Né en même temps que le christianisme, comme une inspiration du mal suprême pour combattre le suprême bien, le pouvoir des Césars fut satanique dans son essence. Ce trône d’où Néron s’entendit appeler dieu, et se proclama dispensateur des couronnes, me représente, si j’ose le dire, le pinacle du temple où Satan plaça le Sauveur, et d’où il lui fit voir tous les royaumes de la terre, en lui disant : « Tout ceci est à moi, et je te le donne si tu tombes à mes pieds et si tu m’adores. » Comme le Satan de Milton, qui porte en lui l’enfer tout entier, César, l’incarnation du mal, le Satan terrestre, porte sur sa tête une triple couronne d’orgueil, de danger et de remords, dont nul front ne fut plus étroitement ceint que celui de Néron.
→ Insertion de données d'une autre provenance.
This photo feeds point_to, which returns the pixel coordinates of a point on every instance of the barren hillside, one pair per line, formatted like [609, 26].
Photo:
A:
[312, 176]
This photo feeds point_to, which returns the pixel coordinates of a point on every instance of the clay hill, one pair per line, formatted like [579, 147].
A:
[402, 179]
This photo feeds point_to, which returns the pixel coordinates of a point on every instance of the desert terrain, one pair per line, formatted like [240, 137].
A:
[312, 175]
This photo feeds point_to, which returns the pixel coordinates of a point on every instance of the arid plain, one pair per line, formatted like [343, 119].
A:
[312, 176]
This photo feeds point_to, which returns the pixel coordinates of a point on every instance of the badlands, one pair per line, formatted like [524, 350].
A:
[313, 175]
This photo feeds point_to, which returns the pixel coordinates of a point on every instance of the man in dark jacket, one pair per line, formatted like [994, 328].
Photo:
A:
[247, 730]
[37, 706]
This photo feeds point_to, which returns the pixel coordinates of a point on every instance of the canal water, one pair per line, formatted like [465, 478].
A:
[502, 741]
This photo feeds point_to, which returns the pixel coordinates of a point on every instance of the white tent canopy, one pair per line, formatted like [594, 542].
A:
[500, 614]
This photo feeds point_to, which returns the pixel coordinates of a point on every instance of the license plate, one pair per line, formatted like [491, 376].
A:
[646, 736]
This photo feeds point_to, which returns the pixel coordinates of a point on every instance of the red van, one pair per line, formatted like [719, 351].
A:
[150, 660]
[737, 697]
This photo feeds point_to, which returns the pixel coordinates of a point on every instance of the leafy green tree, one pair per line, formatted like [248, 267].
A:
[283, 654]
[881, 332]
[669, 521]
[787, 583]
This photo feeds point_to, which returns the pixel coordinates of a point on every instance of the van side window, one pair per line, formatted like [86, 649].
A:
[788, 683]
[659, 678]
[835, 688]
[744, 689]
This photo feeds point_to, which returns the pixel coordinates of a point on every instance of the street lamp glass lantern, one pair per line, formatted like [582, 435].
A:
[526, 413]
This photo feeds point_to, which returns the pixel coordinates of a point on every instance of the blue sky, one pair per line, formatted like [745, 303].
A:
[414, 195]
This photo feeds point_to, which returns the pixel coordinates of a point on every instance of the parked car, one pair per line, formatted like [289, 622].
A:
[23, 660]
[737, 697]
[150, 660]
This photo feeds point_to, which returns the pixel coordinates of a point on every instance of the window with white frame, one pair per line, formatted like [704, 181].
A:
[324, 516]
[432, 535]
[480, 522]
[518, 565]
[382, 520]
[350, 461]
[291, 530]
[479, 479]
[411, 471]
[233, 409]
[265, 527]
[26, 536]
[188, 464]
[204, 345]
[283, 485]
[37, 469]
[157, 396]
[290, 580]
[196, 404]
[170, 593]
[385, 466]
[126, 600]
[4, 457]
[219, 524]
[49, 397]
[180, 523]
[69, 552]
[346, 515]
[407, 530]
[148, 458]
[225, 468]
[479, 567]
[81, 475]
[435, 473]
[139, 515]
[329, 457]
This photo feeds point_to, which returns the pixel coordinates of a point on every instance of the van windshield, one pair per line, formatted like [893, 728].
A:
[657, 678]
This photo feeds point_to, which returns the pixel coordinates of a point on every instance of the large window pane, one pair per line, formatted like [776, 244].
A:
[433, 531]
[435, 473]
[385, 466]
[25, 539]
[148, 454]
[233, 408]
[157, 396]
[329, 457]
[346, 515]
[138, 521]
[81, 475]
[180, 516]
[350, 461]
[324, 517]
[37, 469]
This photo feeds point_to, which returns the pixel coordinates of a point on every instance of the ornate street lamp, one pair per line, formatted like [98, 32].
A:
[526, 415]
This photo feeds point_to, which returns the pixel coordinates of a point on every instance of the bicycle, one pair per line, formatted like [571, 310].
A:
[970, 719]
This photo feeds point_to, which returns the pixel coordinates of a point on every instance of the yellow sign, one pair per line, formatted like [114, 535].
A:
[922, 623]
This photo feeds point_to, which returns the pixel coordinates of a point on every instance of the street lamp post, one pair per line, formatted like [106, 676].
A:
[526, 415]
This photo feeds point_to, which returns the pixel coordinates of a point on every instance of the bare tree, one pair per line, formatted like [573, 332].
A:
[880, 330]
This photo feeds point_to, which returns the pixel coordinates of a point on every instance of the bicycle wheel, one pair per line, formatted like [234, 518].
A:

Son inquiétude et sa peur étaient gigantesques comme son pouvoir ; il se sentait, comme dit le poète, « appuyé sur des états chancelans, et sentait trembler sous lui le faîte d’où il voyait le monde à ses pieds ! » Le moment approchait où ses prétoriens allaient lui apprendre que « l’épée, une fois tirée, appartient au soldat et non au chef[3]. » Le monde le soutenait tout en le subissant ; pour que Néron tombât, le monde n’avait qu’à se retirer. Remarquez l’expression de Suétone et des autres historiens : « Après l’avoir souffert près de quatorze ans, le monde le quitta[4] ; » mot qui, vous allez le voir, raconte à lui seul la chute de Néron.

  1. Galat., V, 19 et suiv.Sapient., XIV, 22 et suiv.
  2. Galat., V, 22-23. — Sapient., XV, 5.
  3. Scit non esse ducis, strictos, sed militis, enses.

    (Lucain, Phars., V.)

  4. Suét., 40. — Tacit., Hist., i, 4. — Eutrope.